As on all holidays after the service and before the noontime meal, we were taken to see our grandparents in Mühlwehrstrasse, so that they could lay their hands on our heads in blessing. But this time, Father was waiting for us, and his hands landed painfully on our backsides, while he explained that we had sinned. This method of education had an enduring effect, but a certain fear of my father's "quickness of hand" remained in me forever.
At that time Mergentheim was an ideal town for children - they could play in the streets undisturbed. The farmers' wagons left early in the morning for the fields and only returned at evening, loaded with hay and straw. There were very few horse-drawn coaches. Marie still took us on excursions to the park and told us old peasant stories all the while.
Now came the time for me also to visit the synagogue for the first time on Sabbath to offer the pennants Mother had embroidered with my name. For weeks in advance I was excited about this great experience, most especially because I was measured for my first men's clothing and at last was able to wear proper boy's trousers. After all these preparations the long awaited Sabbath arrived. I was most seriously instructed not to speak in the synagogue, and to remain quiet at all times. The totally new impression that the large synagogue hall made upon me, the gallery with the women and especially the many men, wrapped in black and white striped prayer shawls was in itself sufficient to render me speechless with astonishment anyway. For a short time I sank down among the high pews that completely blocked my view, and then Father picked me up in his arms and carried me to the pulpit. Here I handed over my pennants and could observe how they were wrapped around the Torah scrolls. Then Father carried me outside to where our nurse maid was already waiting to take me home.

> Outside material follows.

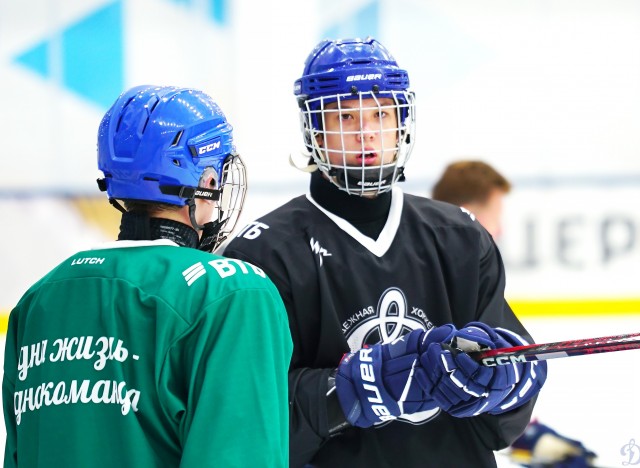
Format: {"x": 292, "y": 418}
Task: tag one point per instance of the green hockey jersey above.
{"x": 145, "y": 354}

Whereas up to now I had been under supervision and at the most could play in our courtyard, now I ventured into the streets where the show window of the toy shop especially had an irresistible attraction for me. I already knew that Father and Mother were not in a position to buy us playthings, so Just for that reason, everything on display in the show window seemed like fairyland: dolls in all sizes, whole armies of soldiers, guns, boxes of bricks and lead soldiers. Whatever toys we children had came from Aunt Therese from Karlsruhe and Aunt Auguste from Augsburg. At our grandparents' house we had a rocking-horse with real horse-hair and a leather saddle, which always received thorough use when I visited. A sabre that Father made himself and a newspaper helmet were completely sufficient to satisfy my military requirements.

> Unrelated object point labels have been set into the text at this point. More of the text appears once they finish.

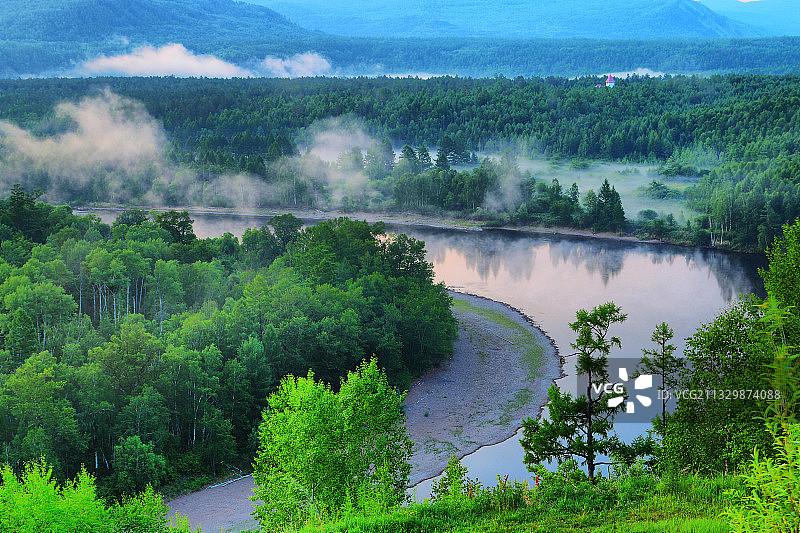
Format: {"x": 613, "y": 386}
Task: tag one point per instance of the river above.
{"x": 549, "y": 277}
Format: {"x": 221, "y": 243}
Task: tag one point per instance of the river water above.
{"x": 549, "y": 277}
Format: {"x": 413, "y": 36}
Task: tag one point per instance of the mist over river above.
{"x": 548, "y": 277}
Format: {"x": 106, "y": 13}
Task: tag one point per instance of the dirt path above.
{"x": 220, "y": 508}
{"x": 500, "y": 373}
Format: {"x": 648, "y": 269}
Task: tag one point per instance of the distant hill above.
{"x": 58, "y": 37}
{"x": 770, "y": 17}
{"x": 596, "y": 19}
{"x": 144, "y": 21}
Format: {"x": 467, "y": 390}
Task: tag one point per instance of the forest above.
{"x": 732, "y": 140}
{"x": 137, "y": 356}
{"x": 147, "y": 355}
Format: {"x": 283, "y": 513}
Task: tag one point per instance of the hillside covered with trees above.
{"x": 732, "y": 139}
{"x": 147, "y": 354}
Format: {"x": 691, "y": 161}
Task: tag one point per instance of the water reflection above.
{"x": 549, "y": 277}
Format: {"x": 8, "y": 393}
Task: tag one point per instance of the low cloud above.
{"x": 296, "y": 66}
{"x": 111, "y": 150}
{"x": 168, "y": 60}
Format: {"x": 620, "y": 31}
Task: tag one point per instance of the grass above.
{"x": 636, "y": 504}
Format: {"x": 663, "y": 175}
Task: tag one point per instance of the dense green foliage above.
{"x": 147, "y": 354}
{"x": 735, "y": 138}
{"x": 579, "y": 427}
{"x": 322, "y": 453}
{"x": 34, "y": 502}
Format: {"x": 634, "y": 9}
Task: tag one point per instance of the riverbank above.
{"x": 499, "y": 375}
{"x": 407, "y": 219}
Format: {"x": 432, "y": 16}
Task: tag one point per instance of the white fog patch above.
{"x": 168, "y": 60}
{"x": 109, "y": 131}
{"x": 296, "y": 66}
{"x": 114, "y": 150}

Every horse I saw increased my enthusiasm for this animal, and I would dream of lying in the stable with them and being warmed by their powerful bodies. I could not understand why they had to pull such heavy loads and I wished that all wagons could be pulled by steam engines. Nevertheless I was terribly afraid of them and was entirely satisfied to marvel at them from a distance. When the soldiers returned from their drills and marched through MUhlwehrstrasse, it was not the music alone that made my heart beat stronger with joy, but the captain on horseback. The Royal Wtlrttemberg 122nd Infantry Regiment had its barracks in the castle, and one could watch them being drilled every day by their officers. Playing at soldiers was therefore a favourite pastime for even the youngest children. However I was not overly thrilled by having to obey others' commands.
Nearly every day Rosel and I visited our grandparents, who lived on the first floor of Bessler's saddlery in MUhlwehrstrasse. Since the Bessler family's children were our age, it was understood that we would become friends and play with each other. When little Anton's mother sent him to the neighbouring butcher to pay a bill, I could accompany him. The butcher gave us both a little bit of sausage that we devoured with gusto immediately. Frau Bessler told me later that I should not have eaten this gift, since it was not kosher, and she warned me never to tell anyone about it. Since I had not forgotten my tale of woe with money on Sabbath, I was grateful for this warning and took great care not to let any hint of this incident become known.
Whenever we met Grandfather Fechenbach on the street, he had nuts, apples or pears for us and he would pull them out of his pockets. If we met him on a Friday then he would tell us that Grandmother had baked a three-layered cake and that we should go see her at once. Naturally we did not wait to be asked twice. In the winter when we entered our grandparents' house with cold hands and cheeks, roasted apples were there waiting for us. First Grandfather had to warm Rosel and me up which we did by first laying our his handkerchief on the oven and then holding it on our red faces.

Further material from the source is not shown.